INNER LIMITS OF MANKIND

A preview of the unpublished book A CIVILIZATION WITHOUT A VISION WILL PERISH: AN INDEPENDENT SEARCH FOR THE TRUTH by David Willis. CHAPTER 1: INDIFFERENCE (Part 22). This blog is a review of The Inner Limits of Mankind by Ervin Laszlo, written in 1989
THE INNER LIMITS OF MANKIND
The author
Ervin Laszlo is the recipient of four Honorary Ph.D.s. He received the Japan Peace Prize in 2001 and was nominated for the Nobel Peace Prize in 2004, 2005 and 2006. In 1993 he founded The Club of Budapest, an association of globally active opinion leaders in various fields of art, science, religion, and culture, dedicated to the evolution of our values, ethics, and consciousness in the interest of averting global crisis and creating a peaceful and sustainable civilization. He is the co-founder of the World Wisdom Council, and Chairman of the online university, the World Wisdom Academy.

The Club of Rome
When he was engaged on an international goals research project for the Club of Rome, studying the contributions of over 100 collaborators for the Goals for Mankind, A Report to the Club of Rome on the New Horizons of Global Community, he realized that we have the capacity to sustain the delicate balances of our habitat, and to nourish, house, and provide work, education, and a life of meaning and well-being for 10 billion humans but if we overcrowd cities, overcrop lands, overgraze pastures, overfish lakes and seas, and pollute air, land and water, it is not because the Earth is not rich enough to support us all, but because we use her riches unwisely.
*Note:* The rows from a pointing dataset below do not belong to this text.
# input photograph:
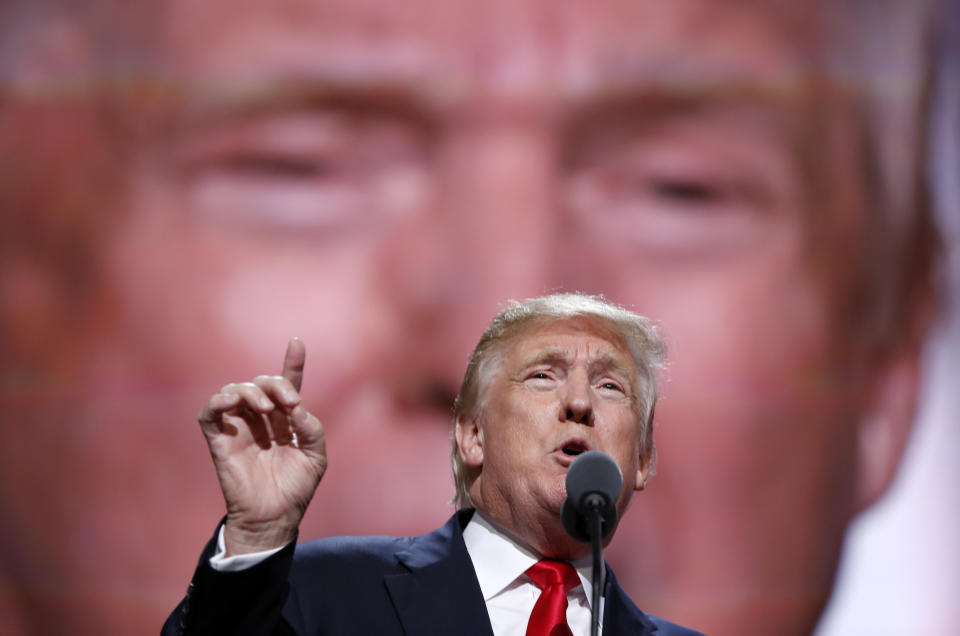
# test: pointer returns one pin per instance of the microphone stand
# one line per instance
(594, 505)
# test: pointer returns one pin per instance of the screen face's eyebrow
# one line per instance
(772, 111)
(204, 104)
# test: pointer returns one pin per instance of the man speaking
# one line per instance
(551, 378)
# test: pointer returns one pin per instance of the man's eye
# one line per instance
(612, 386)
(275, 165)
(686, 191)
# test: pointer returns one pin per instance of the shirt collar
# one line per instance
(499, 558)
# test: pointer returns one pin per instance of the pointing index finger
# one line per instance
(293, 362)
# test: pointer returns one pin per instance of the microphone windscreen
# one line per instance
(593, 472)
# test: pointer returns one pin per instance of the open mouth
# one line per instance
(573, 448)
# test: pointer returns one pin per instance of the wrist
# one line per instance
(244, 538)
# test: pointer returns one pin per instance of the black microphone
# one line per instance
(593, 484)
(589, 512)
The problems of contemporary society
The Inner Limits of Mankind: Heretical Reflections on Today’s Values, Culture and Politics, written in 1989, is an exposé of the problems of contemporary society and of the urgent need for a fundamental reappraisal of man’s treatment of his planet, in order to effect a radical modification of attitude and behavior if we are to survive. The present obsession of societies for material gain and consumerism, for uncontrolled technology, with little thought of the consequences, simply cannot go on.

The post-industrial society
The post-industrial society offers every possibility for a life of quality and dignity, of leisure and modest affluence to all individuals. The transition to this new society will, however, be difficult and could be disastrous. If we drift into it with our present structures and attitudes, the future could be dark indeed. The time has come to discuss humanity’s innermost limits – those of the motivation and private ambitions of all individuals which, when projected to the national scale, may explain the apparently irrational and at times self-destructive behavior of our society.
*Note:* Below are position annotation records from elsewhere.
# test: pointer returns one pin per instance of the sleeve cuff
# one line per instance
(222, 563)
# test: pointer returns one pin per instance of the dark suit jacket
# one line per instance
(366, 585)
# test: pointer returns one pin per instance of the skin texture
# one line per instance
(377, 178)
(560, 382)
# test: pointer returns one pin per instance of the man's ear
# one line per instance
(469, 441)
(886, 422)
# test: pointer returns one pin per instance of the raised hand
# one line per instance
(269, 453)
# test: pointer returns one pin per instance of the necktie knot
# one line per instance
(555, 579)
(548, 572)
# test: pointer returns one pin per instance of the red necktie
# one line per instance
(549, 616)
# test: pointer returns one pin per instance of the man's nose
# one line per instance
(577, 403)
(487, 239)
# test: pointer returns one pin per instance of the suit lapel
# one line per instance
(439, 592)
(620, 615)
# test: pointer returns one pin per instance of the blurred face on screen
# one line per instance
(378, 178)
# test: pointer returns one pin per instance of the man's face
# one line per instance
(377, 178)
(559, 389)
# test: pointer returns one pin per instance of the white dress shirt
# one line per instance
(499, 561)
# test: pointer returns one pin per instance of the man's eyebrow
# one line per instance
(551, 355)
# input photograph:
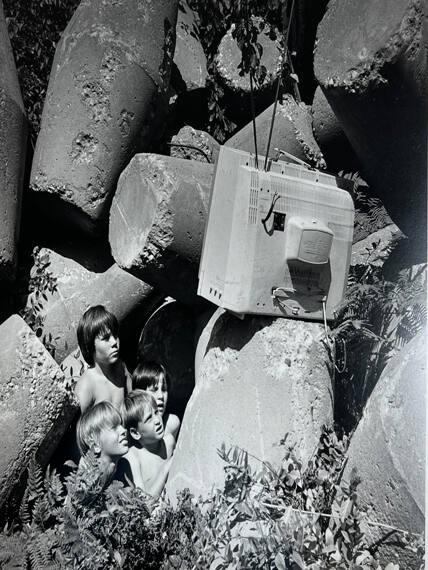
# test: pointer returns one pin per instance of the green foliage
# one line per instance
(35, 27)
(41, 283)
(250, 18)
(282, 518)
(375, 320)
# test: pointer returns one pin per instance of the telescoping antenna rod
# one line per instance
(278, 86)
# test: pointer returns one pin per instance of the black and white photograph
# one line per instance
(213, 284)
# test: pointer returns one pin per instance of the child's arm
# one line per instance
(83, 392)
The most important limits are inner and human
Much has been said in recent times about the outer limits of the planet, but it now appears that the most important limits are inner and human rather than outer and environmental. World population is doubling every few decades and its appetites are increasing even faster, while its wisdom and prudence have not appreciably improved. The result is that the human habitat is being impoverished and degraded at an alarming rate, and we must now take stock very carefully of the physical assets and life-supporting capacity of our terrestrial domain.

Narrow-mindedness and poor self-governance
If mankind is in trouble because environments have been degraded to the danger point, this is certainly not due to external causes, but to narrow-mindedness and poor self-governance. From now on, mankind can either choose to go ahead foolishly, challenging nature, or else seek to live in harmony with it.
Society has not yet been able to reach a higher level of organization
If society has not yet been able to reach the higher level of organization and performance so indispensable nowadays, this is because the evolution of its members, individually and collectively, in no way matches that which they have brought about in everything else, literally revolutionizing life over the entire planet.